Gated model download fails: You need to accept the model's license on Hugging Face's website first, then use huggingface-cli login with a valid token.

Slow Docker build: Contabo's bandwidth is 1 Gbps, which is fine, but building from source compiles CUDA kernels which is CPU-bound. Use pre-built images when available.

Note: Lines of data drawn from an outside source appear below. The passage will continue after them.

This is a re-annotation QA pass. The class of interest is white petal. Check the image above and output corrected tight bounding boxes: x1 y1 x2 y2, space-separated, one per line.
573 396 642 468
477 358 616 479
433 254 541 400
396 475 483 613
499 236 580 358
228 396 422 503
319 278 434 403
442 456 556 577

High latency from US/Asia: Choose a different Contabo datacenter, or put Cloudflare Tunnel in front of your endpoint for global edge caching of static responses.

The Real Cost Comparison

Let's put this in perspective. Running Llama 70B inference 24/7:

Contabo GPU M (MI210): €99/month
RunPod equivalent: ~$200/month
AWS g5.4xlarge (A10G, 24GB — not even enough VRAM): ~$1,200/month
OpenAI API (equivalent throughput): $2,000–5,000/month depending on usage

Contabo is not the fastest. It's not the most polished cloud provider. The control panel looks like it was designed in 2010. But for raw price-to-performance on GPU compute, nothing touches it in Europe.

What to Build With This

Now that you have a self-hosted OpenClaw API, the possibilities open up. Check out the Claw Mart listings for pre-built tools and integrations that plug directly into OpenAI-compatible endpoints — chatbots, RAG pipelines, agent frameworks, and more. Since OpenClaw serves the standard /v1/chat/completions endpoint, anything in the Claw Mart ecosystem that works with OpenAI works with your server.

A few ideas to start:

Private AI assistant for your team — no data leaving your infrastructure
RAG pipeline with your company's documents
Multi-agent system where cost-per-token is zero after the VPS bill
Fine-tuned model serving for domain-specific applications

Next Steps

Sign up for Contabo and deploy a GPU M instance — use hourly billing to test first
Follow the steps above to get OpenClaw running with a small model (8B) for validation
Scale up to your target model once everything checks out
Browse Claw Mart for OpenClaw-compatible tools to build on top of your new inference server
Join the OpenClaw community on GitHub for updates, benchmarks, and support

You now have a production-grade LLM inference API running on your own hardware, in a European datacenter, for less than a Netflix family plan. That's the kind of asymmetric advantage that makes self-hosting worth the 30 minutes of setup.